Hfull is the 12x12 matrix whose entries are straightforward complex functions of (kx,ky). The matrix is Hermitian. However, the code piece below is taking forever.

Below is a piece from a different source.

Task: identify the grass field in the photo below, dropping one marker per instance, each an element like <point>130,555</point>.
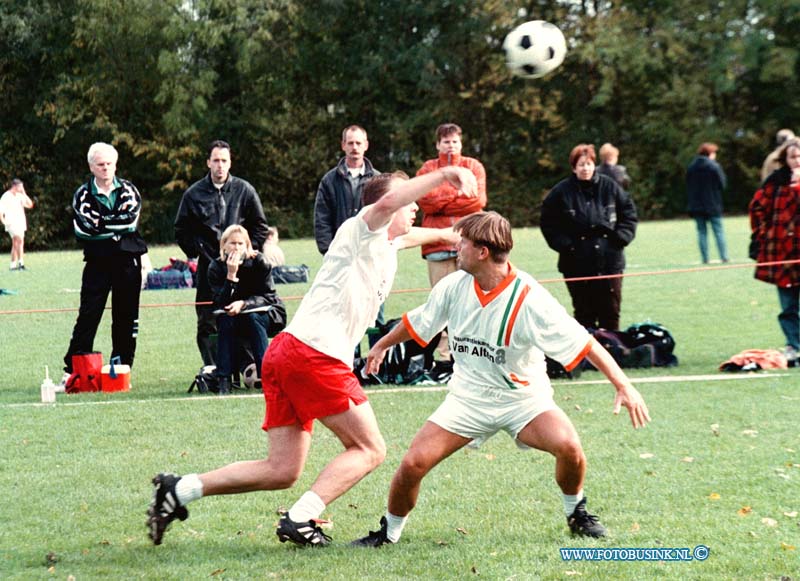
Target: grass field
<point>719,465</point>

ContourPlot[Sort[Eigenvalues[Hfull]][[1]], {kx, -Pi,Pi}, {ky, -Pi, Pi}]

As a quick check, I tried

p1 = Plot[Sort[Eigenvalues[Hfull /. ky -> 0.]][[1]], {kx, -Pi, Pi}] // AbsoluteTiming

This shows the plot super quickly, and the time ~0.2

Full Code Here:

htrig = (\[Delta]/3) {{0, 1, 1}, {1, 0, 1}, {1, 1, 0}}; 
lz = {{0, -I,0}, {I, 0, 0}, {0, 0, 0}}; 
lx = {{0, 0, 0}, {0, 0, -I}, {0, I,0}}; 
ly = {{0, 0, I}, {0, 0, 0}, {-I, 0, 0}}; 
sz = {{1,0},{0,-1}};sx={{0, 1}, {1, 0}}; sy = {{0, -I}, {I, 0}}; 
id3 =DiagonalMatrix[{1, 1, 1}]; id2 = DiagonalMatrix[{1, 1}];
Htrig = KroneckerProduct[id2, KroneckerProduct[id2, htrig]];
Hsoc = - (\[Lambda]/2) KroneckerProduct[
    id2, (KroneckerProduct[sx, lx] + KroneckerProduct[sy, ly] + 
      KroneckerProduct[sz, lz])];
k1 = kx Sqrt[3]/2 + ky/2; 
k2 = -kx Sqrt[3]/2 + ky/2; 
k3 = -ky; 
\[Gamma]12 = Exp[I k1] + Exp[I k2];
\[Gamma]13 = Exp[I k1] + Exp[I k3]; 
\[Gamma]23 = Exp[I k2] + Exp[I k3]; 
\[Gamma]12s = Exp[-I k1] + Exp[-I k2]; 
\[Gamma]13s = Exp[-I k1] + Exp[-I k3]; 
\[Gamma]23s = Exp[-I k2] + Exp[-I k3]; 
Re\[Gamma] = DiagonalMatrix[{-t (\[Gamma]12 + \[Gamma]12s)/
         2, -t (\[Gamma]13 + \[Gamma]13s)/
         2, -t (\[Gamma]23 + \[Gamma]23s)/2}]; 
Im\[Gamma] = DiagonalMatrix[{-t (\[Gamma]12 - \[Gamma]12s)/(2 I), -t (\[Gamma]13 - \[Gamma]13s)/(2 I), -t (\[Gamma]23 - \[Gamma]23s)/(2 I)}];
Hhop = KroneckerProduct[sx, KroneckerProduct[id2, Re\[Gamma]]] - 
      KroneckerProduct[sy, KroneckerProduct[id2, Im\[Gamma]]]; 
kpi = Pi*1.0;
Hfull = (Hhop /. t -> 1.) + (Hsoc /. \[Lambda] -> 0.6) + (Htrig /. \[Delta] -> 0.3);
ContourPlot[
 Sort[Eigenvalues[Hfull]][[1]], {kx, -kpi, kpi}, {ky, -kpi, kpi}, 
 Contours -> 10]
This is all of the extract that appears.